C.H.U. Rao of Grover Zampa shared similar opinion on including some sort of certification in the label.
Yatin Patil of Vintage wines feels that the key aspects like, grape varieties, varietal content, Alcohol % (Natural/Added), sugar addition, acidification, type of wines, etc., should have been the guiding pillars for setting standards for wine instead of residual levels in wine and parameters which cannot be deemed as standards, but merely used as safety measures.
He adds that the recommended parameters given below cannot be the only guideline within which the framework of wine standards be drawn
Mr. Mario Sequeira of Tonia Liqour Industries is surprised with the IGPB’s proposal, which prevents addition of water or sugar to wine.
Abay Kewadkar, Winemaker of Fourseasons vineyards recommends collaboration with AWRI or with UC Davis to bring their competency and experience. He says that while developing wine standards is a good thing, implementing it with complete transparency and competency is going to be a hard deal.

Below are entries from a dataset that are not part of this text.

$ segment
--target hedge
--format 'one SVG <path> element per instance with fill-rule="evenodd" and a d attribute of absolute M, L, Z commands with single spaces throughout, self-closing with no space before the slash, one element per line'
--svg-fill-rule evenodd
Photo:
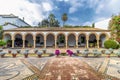
<path fill-rule="evenodd" d="M 114 41 L 114 40 L 106 40 L 104 42 L 104 46 L 107 49 L 109 49 L 109 48 L 117 49 L 118 48 L 118 43 L 116 41 Z"/>

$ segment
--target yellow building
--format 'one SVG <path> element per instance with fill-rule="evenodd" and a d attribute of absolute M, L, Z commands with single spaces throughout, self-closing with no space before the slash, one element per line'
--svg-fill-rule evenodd
<path fill-rule="evenodd" d="M 98 28 L 13 28 L 4 30 L 12 48 L 101 48 L 110 31 Z M 11 43 L 10 43 L 11 41 Z"/>

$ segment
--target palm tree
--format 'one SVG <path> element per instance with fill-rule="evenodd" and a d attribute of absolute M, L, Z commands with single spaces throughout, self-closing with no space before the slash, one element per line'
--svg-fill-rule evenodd
<path fill-rule="evenodd" d="M 0 40 L 2 40 L 2 37 L 3 37 L 3 27 L 0 26 Z"/>
<path fill-rule="evenodd" d="M 64 14 L 62 15 L 63 26 L 65 25 L 65 22 L 66 22 L 67 20 L 68 20 L 67 14 L 64 13 Z"/>
<path fill-rule="evenodd" d="M 49 20 L 49 27 L 52 27 L 55 22 L 55 15 L 51 13 L 48 17 L 48 20 Z"/>
<path fill-rule="evenodd" d="M 109 22 L 111 34 L 115 35 L 115 39 L 120 42 L 120 15 L 112 16 Z"/>

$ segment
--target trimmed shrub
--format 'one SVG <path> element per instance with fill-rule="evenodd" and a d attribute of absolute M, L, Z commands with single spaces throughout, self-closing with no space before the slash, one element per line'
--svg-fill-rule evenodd
<path fill-rule="evenodd" d="M 114 40 L 107 40 L 104 42 L 104 46 L 107 49 L 109 49 L 109 48 L 116 49 L 118 47 L 118 44 Z"/>
<path fill-rule="evenodd" d="M 4 46 L 4 45 L 6 45 L 6 42 L 3 40 L 0 40 L 0 46 Z"/>

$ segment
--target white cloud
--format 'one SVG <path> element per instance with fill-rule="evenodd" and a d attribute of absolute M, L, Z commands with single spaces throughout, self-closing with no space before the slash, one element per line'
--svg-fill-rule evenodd
<path fill-rule="evenodd" d="M 46 5 L 46 6 L 45 6 Z M 0 0 L 0 14 L 15 14 L 31 25 L 36 25 L 45 17 L 45 12 L 52 11 L 50 3 L 32 3 L 28 0 Z"/>
<path fill-rule="evenodd" d="M 77 17 L 71 17 L 70 18 L 72 21 L 79 21 L 79 19 Z"/>
<path fill-rule="evenodd" d="M 108 19 L 105 19 L 105 20 L 102 20 L 102 21 L 99 21 L 99 22 L 96 22 L 95 23 L 95 27 L 96 28 L 101 28 L 101 29 L 108 29 L 108 26 L 109 26 L 109 21 L 110 21 L 111 18 L 108 18 Z"/>
<path fill-rule="evenodd" d="M 92 22 L 89 22 L 89 21 L 83 23 L 83 26 L 91 26 L 91 25 L 92 25 Z"/>
<path fill-rule="evenodd" d="M 71 7 L 69 8 L 69 13 L 74 13 L 78 11 L 78 8 L 83 6 L 80 0 L 71 0 L 69 1 Z"/>
<path fill-rule="evenodd" d="M 45 11 L 52 11 L 52 6 L 48 2 L 43 2 L 42 6 Z"/>

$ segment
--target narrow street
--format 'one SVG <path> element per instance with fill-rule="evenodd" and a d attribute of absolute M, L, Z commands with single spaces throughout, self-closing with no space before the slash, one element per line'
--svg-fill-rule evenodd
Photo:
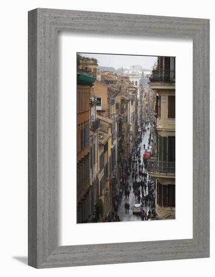
<path fill-rule="evenodd" d="M 149 127 L 150 127 L 151 125 L 149 125 Z M 142 143 L 141 143 L 139 145 L 139 146 L 141 147 L 140 156 L 141 156 L 141 163 L 143 163 L 143 155 L 145 152 L 145 150 L 144 149 L 143 146 L 145 144 L 146 146 L 145 146 L 146 149 L 148 150 L 149 132 L 150 132 L 149 131 L 146 131 L 145 132 L 144 136 L 143 136 L 143 133 L 142 136 Z M 150 148 L 149 150 L 150 150 L 150 149 L 151 148 Z M 121 221 L 135 221 L 141 220 L 140 213 L 133 214 L 132 206 L 133 206 L 133 205 L 134 205 L 135 204 L 137 204 L 138 202 L 137 202 L 137 201 L 135 200 L 135 196 L 133 192 L 133 189 L 132 188 L 133 181 L 133 179 L 131 175 L 132 174 L 130 174 L 130 176 L 129 178 L 129 185 L 131 185 L 131 191 L 130 191 L 130 194 L 129 195 L 129 199 L 128 200 L 128 197 L 127 197 L 127 200 L 126 200 L 125 196 L 125 195 L 124 195 L 122 198 L 121 205 L 119 209 L 119 212 L 118 212 L 119 216 L 120 217 L 120 218 Z M 148 175 L 147 175 L 147 182 L 148 179 L 149 179 L 149 176 Z M 138 176 L 138 178 L 137 179 L 137 180 L 139 181 L 139 180 L 140 180 L 139 177 Z M 145 195 L 148 194 L 148 186 L 147 186 L 146 191 L 144 189 L 144 194 Z M 130 209 L 129 210 L 129 213 L 125 213 L 125 204 L 126 202 L 129 202 L 130 206 Z M 151 211 L 152 211 L 152 207 L 149 206 L 148 204 L 146 204 L 146 205 L 145 205 L 143 207 L 143 210 L 145 211 L 146 213 L 147 213 L 147 214 L 150 209 L 151 210 Z"/>

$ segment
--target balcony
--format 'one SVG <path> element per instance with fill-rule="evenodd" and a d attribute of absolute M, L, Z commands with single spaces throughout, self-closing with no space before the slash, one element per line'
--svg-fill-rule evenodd
<path fill-rule="evenodd" d="M 157 160 L 149 161 L 147 166 L 147 169 L 150 174 L 165 174 L 166 175 L 175 175 L 175 162 L 160 162 Z"/>
<path fill-rule="evenodd" d="M 91 128 L 92 130 L 95 132 L 97 130 L 100 126 L 100 119 L 96 118 L 94 120 L 91 120 Z"/>
<path fill-rule="evenodd" d="M 149 77 L 151 82 L 175 82 L 174 70 L 153 70 Z"/>
<path fill-rule="evenodd" d="M 95 78 L 96 78 L 96 73 L 92 72 L 90 70 L 87 71 L 83 69 L 78 69 L 77 72 L 78 73 L 80 73 L 80 74 L 82 74 L 82 75 L 86 75 L 87 76 L 90 76 L 90 77 L 94 77 Z"/>

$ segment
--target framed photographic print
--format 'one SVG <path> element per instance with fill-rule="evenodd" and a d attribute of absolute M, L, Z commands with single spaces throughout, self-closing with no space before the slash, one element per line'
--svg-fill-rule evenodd
<path fill-rule="evenodd" d="M 209 256 L 208 20 L 29 12 L 29 111 L 30 265 Z"/>

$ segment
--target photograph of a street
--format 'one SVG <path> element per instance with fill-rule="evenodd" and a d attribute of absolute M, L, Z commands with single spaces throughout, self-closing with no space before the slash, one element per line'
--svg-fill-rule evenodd
<path fill-rule="evenodd" d="M 175 219 L 175 70 L 77 53 L 77 223 Z"/>

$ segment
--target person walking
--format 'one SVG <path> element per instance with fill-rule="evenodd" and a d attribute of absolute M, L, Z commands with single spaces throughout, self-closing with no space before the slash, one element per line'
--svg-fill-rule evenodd
<path fill-rule="evenodd" d="M 127 205 L 127 202 L 126 202 L 125 203 L 125 213 L 126 214 L 127 212 L 127 209 L 128 209 L 128 205 Z"/>
<path fill-rule="evenodd" d="M 135 201 L 137 201 L 137 190 L 136 189 L 135 190 L 134 194 L 135 194 Z"/>
<path fill-rule="evenodd" d="M 145 218 L 145 211 L 144 210 L 142 209 L 140 212 L 140 217 L 141 218 L 141 220 L 144 220 Z"/>
<path fill-rule="evenodd" d="M 129 204 L 129 203 L 127 202 L 127 213 L 129 214 L 129 210 L 130 209 L 130 205 Z"/>
<path fill-rule="evenodd" d="M 130 189 L 131 189 L 131 188 L 130 188 Z M 129 195 L 130 195 L 130 192 L 129 191 L 129 190 L 128 190 L 127 191 L 128 200 L 129 200 Z"/>

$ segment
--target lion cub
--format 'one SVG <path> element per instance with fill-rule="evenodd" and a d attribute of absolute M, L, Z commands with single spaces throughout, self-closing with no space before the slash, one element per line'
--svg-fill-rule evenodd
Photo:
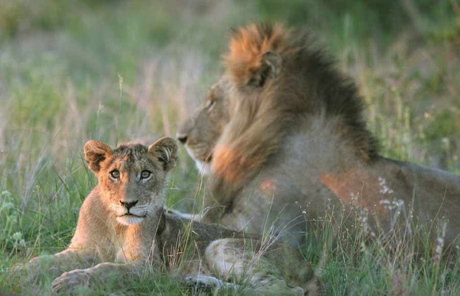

Dr. Rajesh Rasal and Dr. Ajoy Shah stressed the trend of low alcohol wines and the importance of reducing the minimum levels to 5%. Abay Kewadkar too joins them to clarify for the confused CO2 content in first draft. They suggest CO2 in wine to be simply in two ranges; 0-3g/l for still and 3g – 5g/l for semi sparkling.
To limit sodium in excess and for VA, they shared a similar vision with Australia and New Zealand. They are also concerned about harvesting based on TSS and pH as each winery will have their own procedures and systems and it would be difficult & unjustifiable to impose these kinds of standards.
David Rowe, Wine consultant from Bordeaux too felt that imposing standard on TSS and pH is not relevant. He also questioned the usage of name “Port” which is supposed to be exclusive to Real port from Portugal.
Both Alok Chandra and David Rowe wanted IGPB to reiterate on restricting the grape varieties used for winemaking.